How and Why You Should Check the Electrical Voltage in Your Home
One of the things we take for granted here in the good ole’ U.S.A. is that the electricity that comes out of the outlets in our homes is the right amount. Unfortunately, as some people discover every year, the nation’s utility companies are not perfect, and sometimes the wrong voltage is sent to a customer’s home causing damage to anything that runs on electricity – stereos, televisions, stove/oven, lights or even a furnace. In severe cases, a fire can ignite inside equipment. Electrician Mount Pleasant SC shares this article so that people are aware of this.
The problem is that the utility company doesn’t have any means of knowing if the correct voltage is running to your house, except for driving over to your house to test it, which is clearly not good because by that time, all your stuff is ruined.
Another problem is that minor variances in voltage can damage sensitive equipment, such as a computer or your HDTV, but leave other equipment unscathed. This leaves you scratching your head wondering what they heck happened.
This is why you, and everyone else should invest in a voltage meter. They are small, inexpensive and are sold at pretty much any big box store. And then, once your tester is at home, it’s easy to test your own voltage by yourself. All you do is unpack the little gizmo (they are generally about the size of a pack of cards) hook up the terminals, set the adjustment knob on the front to ACV (for AC voltage) and then push one terminal into one of the electrical socket openings, the one into the other opening, and then read what is displayed on the LCD. It should read 120.0, for 120 volts, which is what homes in this country are supposed to have.

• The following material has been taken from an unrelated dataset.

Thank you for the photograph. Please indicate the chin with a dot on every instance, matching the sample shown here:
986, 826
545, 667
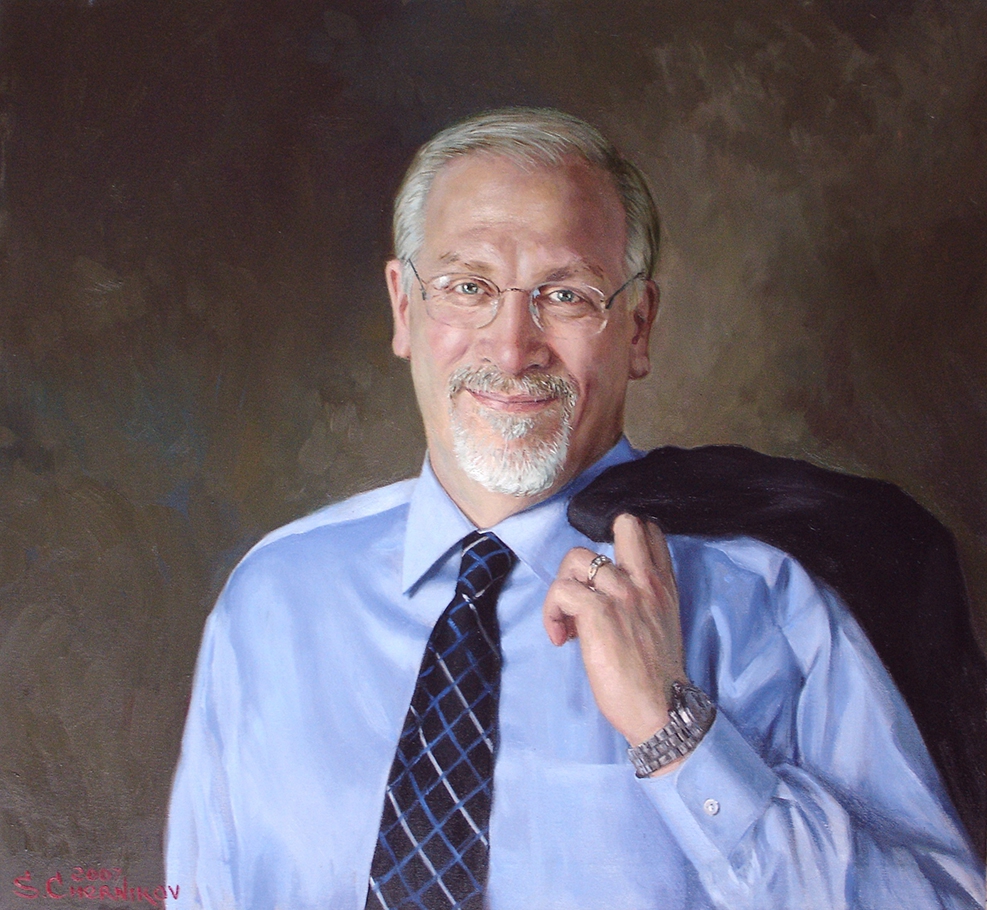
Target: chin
510, 454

That is the ideal, of course. Very few, if any, homes have exactly 120 volts of electricity running into them, but it surely ought to be something very close. If yours is above 125, for example, you probably ought to call your utility company to have someone come adjust the amount that is sent to your house.

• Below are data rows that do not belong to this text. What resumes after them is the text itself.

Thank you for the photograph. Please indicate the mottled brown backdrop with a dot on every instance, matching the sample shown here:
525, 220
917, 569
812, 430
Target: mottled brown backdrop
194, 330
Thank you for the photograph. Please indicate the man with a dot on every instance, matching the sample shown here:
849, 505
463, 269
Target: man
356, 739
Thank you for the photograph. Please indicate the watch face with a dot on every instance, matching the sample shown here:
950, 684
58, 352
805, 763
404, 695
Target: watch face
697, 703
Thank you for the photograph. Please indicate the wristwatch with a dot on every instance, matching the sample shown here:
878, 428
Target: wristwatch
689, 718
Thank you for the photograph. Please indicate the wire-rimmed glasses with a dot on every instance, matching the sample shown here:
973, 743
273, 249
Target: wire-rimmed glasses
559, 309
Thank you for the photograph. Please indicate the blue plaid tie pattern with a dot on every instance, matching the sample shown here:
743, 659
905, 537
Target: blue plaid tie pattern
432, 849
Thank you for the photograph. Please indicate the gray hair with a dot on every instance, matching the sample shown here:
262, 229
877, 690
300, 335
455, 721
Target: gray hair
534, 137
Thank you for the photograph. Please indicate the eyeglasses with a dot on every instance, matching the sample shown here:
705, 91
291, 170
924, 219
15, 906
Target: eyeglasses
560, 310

The reason the voltage that is sent to your house can run amok is generally attributable to weather, specifically thunderstorms and lightning. If it strikes close enough to where you live, it can damage the transformer that sends electricity to your house, causing it to behave incorrectly. This means it is sending too much or too little voltage to your home.
This is why you should always unplug sensitive equipment when there is a thunderstorm approaching and then test your current with your voltage meter before plugging everything back in. This is especially true after power outages. It’s better to be safe than sorry, especially when you’re talking about your expensive electronic stuff.